O MacGuffin

segunda-feira, janeiro 12, 2004

O PROCESSO “CASA PIA” E A LIBERDADE DE IMPRENSA
1. Começo por transcrever, com a devida vénia, um dos melhores artigos que li sobre o assunto, da autoria de Alberto Gonçalves, publicado no Correio da Manhã:

“O que é mais grave? E mais estúpido? Escrever uma carta anónima em que se chama o dr. Jorge Sampaio, além de outras pessoas públicas, à história da Casa Pia? Anexar a dita carta ao processo? Seleccionar cuidadosamente dois nomes e soprá-los pela imprensa? Aceitar a selecção e divulgá-la? Escrever, em consequência, setenta artigos indignados acerca da crise da Justiça, das nuvens que ameaçam o regime e blá, blá, blá? Ser Presidente da República e fazer uma intervenção específica sobre a matéria?
É difícil avaliar a gravidade. Não é tão difícil medir a estupidez. Das acções acima, algumas são de autoria desconhecida (a carta, a violação do segredo de Justiça), pelo que se torna ingrato comparar os resultados suscitados com os objectivos pretendidos. Os restantes gestos variam entre o altamente discutível e o refinado absurdo, como a circunstância de um chefe de Estado elevar uma "denúncia" anónima a tema de comunicado oficial. Ou, já agora, o facto de o Parlamento, numa elegia à separação de poderes e inspirado pela perpétua indignação do dr. Alegre, debater a alegada exibição de alegadas fotografias, durante os inquéritos às testemunhas.
Não é só a unanimidade que é burra, como pretendia Nelson Rodrigues: o folhetim "Casa Pia", que tem erguido robusto monumento à asneira, é plural até dizer chega. Qualquer um (e aqui a expressão tem sentido literal), guiado por insidiosos propósitos ou cândida convicção, escolhe um método e um alvo. Em seguida, desata a disparar.
Os tímidos escrevem cartas e largam informações. Alguns, a minoria ruidosa, voltam a artilharia para o dr. Souto Moura, o procurador João Guerra ou o juiz Rui Teixeira. Outros suspeitam da defesa dos arguidos. Outros ainda atiram-se fatalmente aos media, com palpites de censura e tudo. O bom povo culpa o "Bibi", os políticos, a "pouca-vergonha", a humanidade em geral. E o PS insiste no famoso lamento contra desconhecidos, popularizado como "A Cabala". Pelo meio, ninguém percebe nada, e é possível que a incompreensão absoluta seja mesmo a finalidade do exercício.
Sugere-se, no entanto, relativa calma. O tiroteio diário em que o processo da pedofilia se transformou não vai acabar com o regime nem destruir de vez o sistema judicial: por este andar, vai apenas reduzir o processo da pedofilia a coisa nenhuma. Eis um desfecho que uns tantos sonharam e muitos temeram. Mas para o qual, salvo raras excepções, todos terão contribuído.”

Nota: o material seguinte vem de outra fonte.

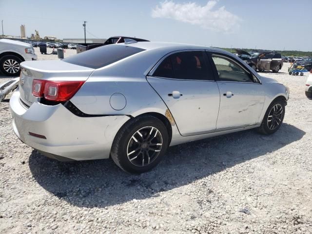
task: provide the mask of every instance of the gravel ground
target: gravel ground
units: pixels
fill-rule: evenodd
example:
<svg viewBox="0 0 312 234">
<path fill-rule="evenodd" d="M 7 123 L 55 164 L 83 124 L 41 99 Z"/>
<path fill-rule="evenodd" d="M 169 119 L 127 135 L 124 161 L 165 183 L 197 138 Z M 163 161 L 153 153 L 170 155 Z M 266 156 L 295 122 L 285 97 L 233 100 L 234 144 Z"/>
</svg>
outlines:
<svg viewBox="0 0 312 234">
<path fill-rule="evenodd" d="M 312 233 L 312 100 L 308 74 L 289 76 L 288 66 L 261 73 L 291 90 L 275 134 L 172 147 L 139 176 L 110 159 L 40 156 L 15 136 L 8 101 L 0 103 L 0 233 Z"/>
</svg>

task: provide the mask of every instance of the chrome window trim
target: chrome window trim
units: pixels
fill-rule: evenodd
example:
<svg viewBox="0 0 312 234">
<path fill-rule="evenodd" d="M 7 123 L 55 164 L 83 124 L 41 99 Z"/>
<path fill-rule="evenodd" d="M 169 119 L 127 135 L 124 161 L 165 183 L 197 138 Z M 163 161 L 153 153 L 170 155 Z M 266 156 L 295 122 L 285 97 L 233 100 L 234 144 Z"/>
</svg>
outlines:
<svg viewBox="0 0 312 234">
<path fill-rule="evenodd" d="M 169 78 L 169 77 L 154 77 L 153 76 L 146 76 L 147 78 L 157 78 L 158 79 L 172 79 L 173 80 L 179 80 L 180 81 L 209 81 L 209 82 L 215 82 L 215 80 L 211 80 L 210 79 L 176 79 L 176 78 Z M 231 81 L 232 82 L 232 81 Z M 246 82 L 245 82 L 246 83 Z"/>
<path fill-rule="evenodd" d="M 161 63 L 161 62 L 165 60 L 165 59 L 166 59 L 168 56 L 171 56 L 171 55 L 173 54 L 176 54 L 177 53 L 179 53 L 179 52 L 192 52 L 192 51 L 201 51 L 203 53 L 205 53 L 205 52 L 206 51 L 205 49 L 195 49 L 194 50 L 192 49 L 186 49 L 186 50 L 175 50 L 175 51 L 172 51 L 170 53 L 168 53 L 168 54 L 166 54 L 166 55 L 164 55 L 157 62 L 157 63 L 155 64 L 155 65 L 153 67 L 153 68 L 152 68 L 152 70 L 151 70 L 151 71 L 150 71 L 150 72 L 149 72 L 147 74 L 147 75 L 146 76 L 146 77 L 156 77 L 157 78 L 165 78 L 165 79 L 176 79 L 177 80 L 194 80 L 194 81 L 214 81 L 214 82 L 215 82 L 215 80 L 211 80 L 210 79 L 178 79 L 178 78 L 170 78 L 169 77 L 156 77 L 156 76 L 153 76 L 153 74 L 154 73 L 154 72 L 155 72 L 155 71 L 157 69 L 157 68 L 158 68 L 158 67 L 159 66 L 159 65 L 160 65 L 160 63 Z M 209 61 L 208 61 L 209 62 Z M 207 65 L 207 64 L 206 64 Z M 207 74 L 208 75 L 208 74 Z"/>
<path fill-rule="evenodd" d="M 255 83 L 254 82 L 243 82 L 243 81 L 229 81 L 228 80 L 216 80 L 216 82 L 225 82 L 227 83 L 239 83 L 241 84 L 262 84 L 260 83 Z"/>
<path fill-rule="evenodd" d="M 253 77 L 254 77 L 257 80 L 258 80 L 258 82 L 242 82 L 242 81 L 223 81 L 223 82 L 239 82 L 239 83 L 253 83 L 253 84 L 262 84 L 262 83 L 261 83 L 261 80 L 260 80 L 259 78 L 258 78 L 256 76 L 254 76 L 254 74 L 253 74 L 253 72 L 252 72 L 251 71 L 249 70 L 246 67 L 244 66 L 244 65 L 243 65 L 242 64 L 241 64 L 240 63 L 238 63 L 238 62 L 235 61 L 235 59 L 234 58 L 231 58 L 230 56 L 227 55 L 225 55 L 224 54 L 221 54 L 221 53 L 219 52 L 215 52 L 215 53 L 214 53 L 214 51 L 210 51 L 209 50 L 206 50 L 206 52 L 210 52 L 210 55 L 211 56 L 211 58 L 212 59 L 212 57 L 214 55 L 216 56 L 219 56 L 219 57 L 223 57 L 225 59 L 228 59 L 229 60 L 231 60 L 231 61 L 232 61 L 234 64 L 235 64 L 235 65 L 236 65 L 237 66 L 238 66 L 238 67 L 240 67 L 241 69 L 242 69 L 244 71 L 245 71 L 245 72 L 248 73 L 251 76 L 253 76 Z M 215 65 L 214 65 L 214 66 L 215 66 Z M 218 79 L 218 80 L 216 80 L 217 81 L 221 81 L 222 80 L 219 80 Z"/>
</svg>

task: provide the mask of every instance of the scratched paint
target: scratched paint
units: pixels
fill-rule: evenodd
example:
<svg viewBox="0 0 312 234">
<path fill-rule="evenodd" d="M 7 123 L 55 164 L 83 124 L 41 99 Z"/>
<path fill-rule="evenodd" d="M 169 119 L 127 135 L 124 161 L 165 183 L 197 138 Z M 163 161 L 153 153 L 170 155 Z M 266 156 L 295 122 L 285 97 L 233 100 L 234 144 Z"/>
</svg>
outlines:
<svg viewBox="0 0 312 234">
<path fill-rule="evenodd" d="M 166 116 L 166 117 L 167 117 L 167 118 L 168 118 L 168 120 L 169 120 L 169 122 L 170 122 L 171 126 L 175 126 L 176 125 L 175 119 L 174 119 L 174 117 L 173 117 L 172 115 L 171 115 L 170 111 L 169 111 L 169 109 L 167 109 L 167 110 L 166 110 L 165 116 Z"/>
</svg>

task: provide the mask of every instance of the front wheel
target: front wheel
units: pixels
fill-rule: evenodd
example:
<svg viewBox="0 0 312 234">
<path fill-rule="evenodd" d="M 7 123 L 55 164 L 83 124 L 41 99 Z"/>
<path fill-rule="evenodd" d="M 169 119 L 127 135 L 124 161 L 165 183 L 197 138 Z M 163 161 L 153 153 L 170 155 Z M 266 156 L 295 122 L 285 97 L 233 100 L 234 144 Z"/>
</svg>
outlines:
<svg viewBox="0 0 312 234">
<path fill-rule="evenodd" d="M 6 76 L 18 76 L 20 71 L 20 64 L 22 60 L 14 55 L 5 55 L 0 59 L 0 68 Z"/>
<path fill-rule="evenodd" d="M 264 115 L 259 131 L 265 135 L 272 134 L 281 127 L 285 116 L 285 102 L 275 100 L 269 106 Z"/>
<path fill-rule="evenodd" d="M 152 116 L 132 119 L 118 131 L 111 156 L 121 169 L 140 174 L 150 170 L 163 158 L 168 134 L 163 122 Z"/>
</svg>

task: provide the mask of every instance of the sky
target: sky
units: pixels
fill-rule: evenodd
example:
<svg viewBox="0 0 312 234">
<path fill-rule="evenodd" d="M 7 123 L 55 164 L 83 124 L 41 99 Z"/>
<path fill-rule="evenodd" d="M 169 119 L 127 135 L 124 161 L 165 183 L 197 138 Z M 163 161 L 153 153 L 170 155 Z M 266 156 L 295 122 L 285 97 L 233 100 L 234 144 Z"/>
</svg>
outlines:
<svg viewBox="0 0 312 234">
<path fill-rule="evenodd" d="M 0 0 L 4 35 L 312 51 L 312 0 Z M 12 10 L 13 9 L 13 10 Z M 2 29 L 2 28 L 1 28 Z M 0 31 L 0 34 L 2 32 Z"/>
</svg>

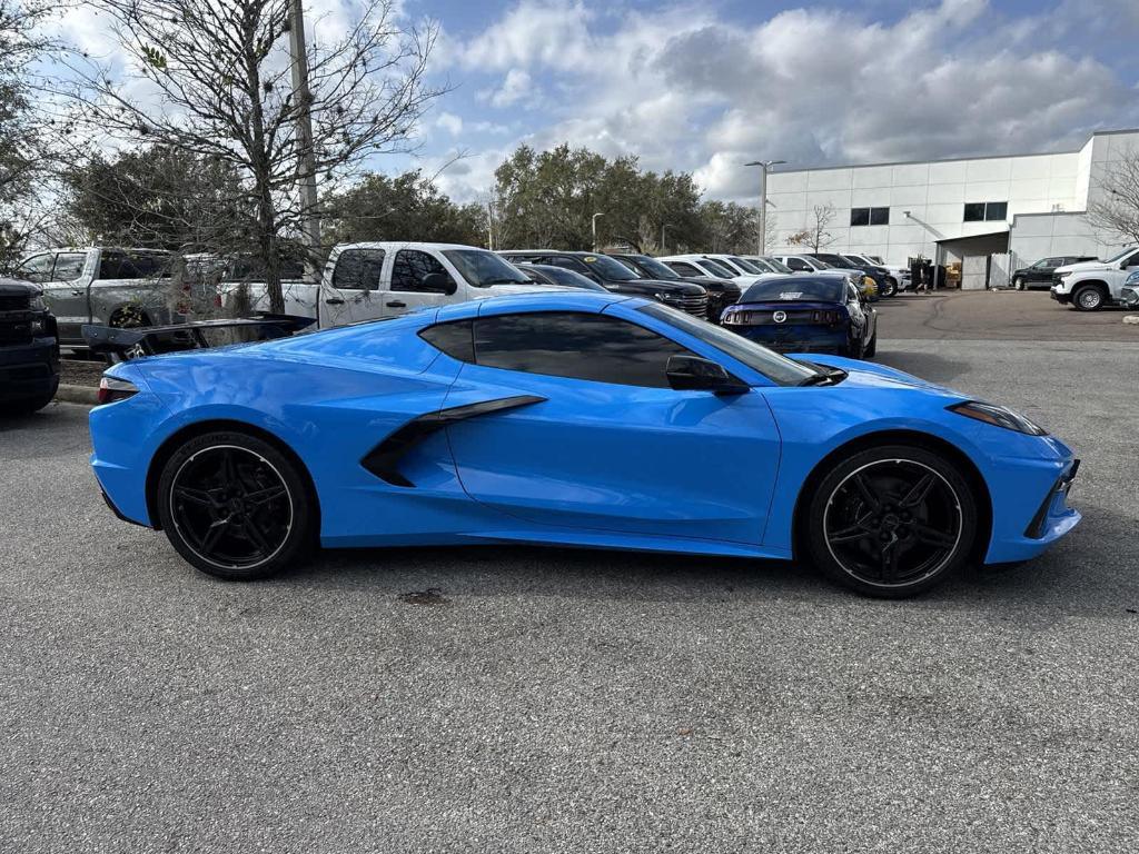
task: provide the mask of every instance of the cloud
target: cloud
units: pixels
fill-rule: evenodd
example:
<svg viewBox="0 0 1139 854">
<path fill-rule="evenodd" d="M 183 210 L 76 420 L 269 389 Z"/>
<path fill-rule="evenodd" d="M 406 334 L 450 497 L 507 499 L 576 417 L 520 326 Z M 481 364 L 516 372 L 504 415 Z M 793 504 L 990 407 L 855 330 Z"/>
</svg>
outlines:
<svg viewBox="0 0 1139 854">
<path fill-rule="evenodd" d="M 808 166 L 1049 150 L 1139 122 L 1116 72 L 1065 28 L 1025 40 L 1023 22 L 986 0 L 931 2 L 890 23 L 811 6 L 752 24 L 707 5 L 523 0 L 458 43 L 457 65 L 506 72 L 485 90 L 492 107 L 542 88 L 532 145 L 634 154 L 694 170 L 712 196 L 749 198 L 755 175 L 743 164 L 757 157 Z"/>
<path fill-rule="evenodd" d="M 485 90 L 482 96 L 491 102 L 492 107 L 509 107 L 530 96 L 532 88 L 533 81 L 530 79 L 530 74 L 522 68 L 511 68 L 507 72 L 502 85 L 498 89 Z"/>
</svg>

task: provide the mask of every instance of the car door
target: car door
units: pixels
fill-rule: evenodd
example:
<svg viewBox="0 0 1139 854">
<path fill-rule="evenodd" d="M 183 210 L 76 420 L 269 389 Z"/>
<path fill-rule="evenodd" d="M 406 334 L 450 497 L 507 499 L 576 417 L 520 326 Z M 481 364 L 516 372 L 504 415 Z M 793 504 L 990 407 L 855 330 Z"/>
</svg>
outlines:
<svg viewBox="0 0 1139 854">
<path fill-rule="evenodd" d="M 464 488 L 503 525 L 761 542 L 780 451 L 762 394 L 671 388 L 669 358 L 690 351 L 612 314 L 493 313 L 473 325 L 475 362 L 445 407 L 511 408 L 448 434 Z"/>
<path fill-rule="evenodd" d="M 437 287 L 428 285 L 427 277 L 437 274 L 446 277 L 453 286 L 450 294 L 441 293 Z M 461 302 L 464 296 L 453 296 L 459 287 L 460 282 L 432 253 L 423 249 L 399 249 L 392 263 L 388 293 L 384 294 L 382 317 L 392 318 L 427 305 Z"/>
<path fill-rule="evenodd" d="M 322 329 L 383 317 L 386 261 L 379 247 L 347 248 L 329 260 L 318 301 Z"/>
<path fill-rule="evenodd" d="M 44 273 L 47 278 L 40 284 L 43 287 L 43 301 L 56 317 L 62 343 L 82 343 L 83 325 L 91 322 L 89 294 L 91 280 L 89 276 L 84 276 L 87 256 L 85 252 L 60 252 L 36 256 L 51 258 L 50 271 Z"/>
</svg>

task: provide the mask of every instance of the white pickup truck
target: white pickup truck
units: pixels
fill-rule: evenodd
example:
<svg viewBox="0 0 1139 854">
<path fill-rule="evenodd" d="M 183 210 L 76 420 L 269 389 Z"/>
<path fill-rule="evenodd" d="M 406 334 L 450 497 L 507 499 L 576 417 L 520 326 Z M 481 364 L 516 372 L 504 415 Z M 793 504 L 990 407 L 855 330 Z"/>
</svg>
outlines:
<svg viewBox="0 0 1139 854">
<path fill-rule="evenodd" d="M 426 243 L 336 246 L 319 287 L 317 320 L 322 329 L 390 318 L 428 305 L 564 290 L 533 281 L 493 252 Z"/>
<path fill-rule="evenodd" d="M 1120 302 L 1123 282 L 1139 269 L 1139 246 L 1129 246 L 1107 261 L 1081 261 L 1052 271 L 1052 299 L 1080 311 L 1096 311 Z"/>
</svg>

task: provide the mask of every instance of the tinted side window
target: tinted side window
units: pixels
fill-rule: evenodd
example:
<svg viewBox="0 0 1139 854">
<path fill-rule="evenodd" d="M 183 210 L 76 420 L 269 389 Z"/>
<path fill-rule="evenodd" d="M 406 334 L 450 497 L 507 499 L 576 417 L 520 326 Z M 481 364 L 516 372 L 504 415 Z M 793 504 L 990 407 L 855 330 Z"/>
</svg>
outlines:
<svg viewBox="0 0 1139 854">
<path fill-rule="evenodd" d="M 460 362 L 475 361 L 475 338 L 473 320 L 456 320 L 451 323 L 429 326 L 419 331 L 419 337 L 442 350 L 451 359 Z"/>
<path fill-rule="evenodd" d="M 688 351 L 605 314 L 502 314 L 475 323 L 476 361 L 503 370 L 667 388 L 665 367 L 678 353 Z"/>
<path fill-rule="evenodd" d="M 56 256 L 50 253 L 47 255 L 33 255 L 16 268 L 16 278 L 35 282 L 50 281 L 51 266 L 55 264 L 55 261 Z"/>
<path fill-rule="evenodd" d="M 52 281 L 75 281 L 83 274 L 87 254 L 82 252 L 62 252 L 56 255 L 56 266 L 51 272 Z"/>
<path fill-rule="evenodd" d="M 443 262 L 434 255 L 418 249 L 400 249 L 395 253 L 395 266 L 392 268 L 392 290 L 423 290 L 423 280 L 431 273 L 443 273 L 451 279 Z"/>
<path fill-rule="evenodd" d="M 333 287 L 337 290 L 377 290 L 383 271 L 383 249 L 345 249 L 336 258 Z"/>
</svg>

2. Sobre a liberdade de imprensa, relembro o que escreveu JMF no Terras do Nunca: “A liberdade, seja ela de imprensa ou de qualquer outra coisa, exige responsabilidade.” De acordo. Assim como se exige responsabilidade de advogados, Ministério Público, juízes, presidentes, políticos, etc. Alguém poderá afirmar, na posse das suas faculdades mentais mínimas, que, à excepção dos jornalistas, todos se portaram responsavelmente? Alguém conseguirá garantir que são os jornalistas os principais responsáveis pela violação do segredo de justiça? E, antecipando desde já um “não”, a irresponsabilidade, sendo transversal, terá sido de igual grau em todos os agentes? É evidente que não. E até os excessos do bode expiatório do costume (a imprensa) têm de ser friamente analisados. Atente-se no «caso» JN. O Jornal de Notícias deu conta da anexação ao processo de cartas anónimas onde eram referidas figuras públicas de relevo. Nessa mesma notícia, o JN mencionou alguns nomes, entre os quais o do Presidente da República. A notícia violou o segredo de justiça? Em que termos? Caso a informação tenha sido sussurrada aos ouvidos de um jornalista do JN, qual era o seu dever: esconder, não divulgar, sonegar, passar para outro? Em boa verdade, a notícia do JN foi correcta do ponto de vista deontológico. Ninguém leu no JN: “Sampaio está ligado ao caso de pedofilia da Casa Pia” ou coisa que o valha. O «core business» da notícia era apenas um: o facto de constarem no processo cartas anónimas que não foram desvalorizadas ao ponto de levarem o fim que provavelmente mereceriam: o cesto dos papeis. Ou talvez não. Ou seja, o JN levantou uma questão importante, que passa, inclusivamente, pela aferição da legalidade do acto (o de anexar cartas anónimas consideradas “irrelevantes”). O que se passou a seguir (o comunicado do PR e os acidentais desmaios do poeta Dr. Alegre) foi um pouco Much Ado About Nothing. No seio da sua declarada irresponsabilidade, a maldita liberdade de imprensa voltou a ter o mérito de suscitar o debate em torno da necessidade, razoabilidade ou utilidade de apensar cartas anónimas a processos judiciais.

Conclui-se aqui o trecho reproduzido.